Filler Modifications

• Macrofilled: Largest filler particles (10-50µm ), susceptible to discoloration and difficult to polish due to wear or erosion.
• Midifilled: Intermediate-sized filler particles (1-10µm)
• Minifilled: Smaller filler particles (0.1-1 µm)
• Microfilled: Fine filler particle size (0.01 µm).
• Nanofilled: Nano-sized filler particles resulting in greater filler content compared to traditional composites. Improved polishability, wear resistance, and esthetic properties due to improved light transmission efficiency.
• Strategies to overcome viscosity problems include heterogeneous microfills and sintering.

Resin Modifications

• Focus on alternative monomers to reduce shrinkage and stress, with some examples being ring-opening polymerization based on Siloranes or high molecular weight methacrylates.

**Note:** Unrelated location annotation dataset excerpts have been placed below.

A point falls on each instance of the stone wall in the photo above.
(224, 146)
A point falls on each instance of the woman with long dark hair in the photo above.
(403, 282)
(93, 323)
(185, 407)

Optical Properties of Nanofilled Composites

• Nanomeric particle size is smaller than visible light wavelengths, which makes them non-measurable by refractive index.
• Ability to create highly translucent materials and improve the degree of conversion.
• Improved shade matching due to reflection of underlying tooth structure.

Flowables and Packables

• Flowable composites are designed for better adaptation in undercuts of cavities due to low viscosity (lower filler content or surfactant).
• Packable composites achieve packability for posterior teeth by maintaining filler content (fused particle agglomerates, fibrous fillers, or narrow distribution of midi, mini, and microfillers).

Ormocers

• Ormocer composites are organically modified ceramics. Their matrix is organic and inorganic.
• They consist of organic polymers, glass/ceramic components, and silicone components.
• Ormocers are not performing as well as traditional hybrid composites.

Bulk Fill Composites

• Bulk-fill composites are designed for simplified application while ensuring adequate depth of cure.
• They use different photoinitiators or greater concentrations of conventional photoinitiators.
• Polymerization modulators embedded in the composite backbone increase conversion and crosslinking under light.

Self-Adhesive Composites

• Designed to simplify the composite restorative procedure by eliminating the need for an adhesive step.
• Often use self-etching dimethacrylate monomers that can crosslink and bond with tooth minerals.
• Limitations include acidity of monomers and viscosity that can affect penetration and sealing.

Thermoviscous Composites

• Composites designed for quick and homogeneous heating (via infrared technology).
• Characterized by bubble-free application.

Self-Healing Composites

• Cracks can heal by releasing resin from microcapsules and allowing for polymerization.

Stress-Reducing Materials

• Improving material properties at the interface to reduce gap formation, examples include thiourethane oligomers, nano-sized pre-polymerized particles, and monomers with addition fragmentations.

Degradation-Resistant Materials

• Incomplete conversion and water sorption cause degradation, which necessitates using alternative materials (rather than methacrylate).
• Example being use of hydrolysis-resistant materials and/or other chemicals.